SeDAR - Semantic Detection and Ranging: Humans can localise without LiDAR, can robots?
This work addresses the challenge of enabling robots to localize more like humans, potentially reducing reliance on expensive sensors like LiDAR, though it appears incremental as it builds on existing semantic methods.
The paper tackles the problem of robot global localization by proposing a method that uses semantic cues from floorplans and RGB images instead of traditional depth measurements, achieving results comparable to state-of-the-art approaches without relying on LiDAR.

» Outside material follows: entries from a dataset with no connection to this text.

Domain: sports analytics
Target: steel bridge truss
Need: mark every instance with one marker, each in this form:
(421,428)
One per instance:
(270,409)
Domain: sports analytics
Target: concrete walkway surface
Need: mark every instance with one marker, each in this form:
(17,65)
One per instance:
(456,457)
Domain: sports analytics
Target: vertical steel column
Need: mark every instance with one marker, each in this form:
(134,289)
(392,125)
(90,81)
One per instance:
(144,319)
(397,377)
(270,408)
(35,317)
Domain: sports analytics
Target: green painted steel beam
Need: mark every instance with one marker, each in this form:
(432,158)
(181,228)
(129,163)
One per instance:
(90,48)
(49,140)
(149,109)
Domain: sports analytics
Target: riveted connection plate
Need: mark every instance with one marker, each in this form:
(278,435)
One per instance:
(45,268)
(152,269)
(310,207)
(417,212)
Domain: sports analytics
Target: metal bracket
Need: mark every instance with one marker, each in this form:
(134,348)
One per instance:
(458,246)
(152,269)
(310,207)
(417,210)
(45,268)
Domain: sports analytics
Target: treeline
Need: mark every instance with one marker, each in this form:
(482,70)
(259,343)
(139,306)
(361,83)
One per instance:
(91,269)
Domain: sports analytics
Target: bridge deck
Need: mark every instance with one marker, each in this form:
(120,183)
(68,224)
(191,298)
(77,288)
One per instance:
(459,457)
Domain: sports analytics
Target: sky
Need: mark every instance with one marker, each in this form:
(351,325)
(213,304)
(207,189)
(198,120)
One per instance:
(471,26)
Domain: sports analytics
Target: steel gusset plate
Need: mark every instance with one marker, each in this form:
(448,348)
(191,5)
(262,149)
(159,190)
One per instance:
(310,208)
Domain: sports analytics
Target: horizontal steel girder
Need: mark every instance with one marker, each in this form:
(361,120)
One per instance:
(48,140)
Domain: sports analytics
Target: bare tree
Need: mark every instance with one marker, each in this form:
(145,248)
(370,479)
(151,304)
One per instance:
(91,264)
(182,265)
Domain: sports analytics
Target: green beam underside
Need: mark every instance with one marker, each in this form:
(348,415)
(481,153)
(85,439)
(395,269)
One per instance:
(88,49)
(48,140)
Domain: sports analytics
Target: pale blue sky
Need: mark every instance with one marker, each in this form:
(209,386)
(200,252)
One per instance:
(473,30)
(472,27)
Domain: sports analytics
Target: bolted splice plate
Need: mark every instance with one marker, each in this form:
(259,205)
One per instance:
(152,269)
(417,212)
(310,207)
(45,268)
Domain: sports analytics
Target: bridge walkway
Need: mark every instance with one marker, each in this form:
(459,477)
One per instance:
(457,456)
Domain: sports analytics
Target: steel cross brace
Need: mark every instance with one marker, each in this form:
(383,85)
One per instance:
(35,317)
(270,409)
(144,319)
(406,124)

How does a person work out their location using a floorplan? It is probably safe to say that we do not explicitly measure depths to every visible surface and try to match them against different pose estimates in the floorplan. And yet, this is exactly how most robotic scan-matching algorithms operate. Similarly, we do not extrude the 2D geometry present in the floorplan into 3D and try to align it to the real-world. And yet, this is how most vision-based approaches localise. Humans do the exact opposite. Instead of depth, we use high level semantic cues. Instead of extruding the floorplan up into the third dimension, we collapse the 3D world into a 2D representation. Evidence of this is that many of the floorplans we use in everyday life are not accurate, opting instead for high levels of discriminative landmarks. In this work, we use this insight to present a global localisation approach that relies solely on the semantic labels present in the floorplan and extracted from RGB images. While our approach is able to use range measurements if available, we demonstrate that they are unnecessary as we can achieve results comparable to state-of-the-art without them.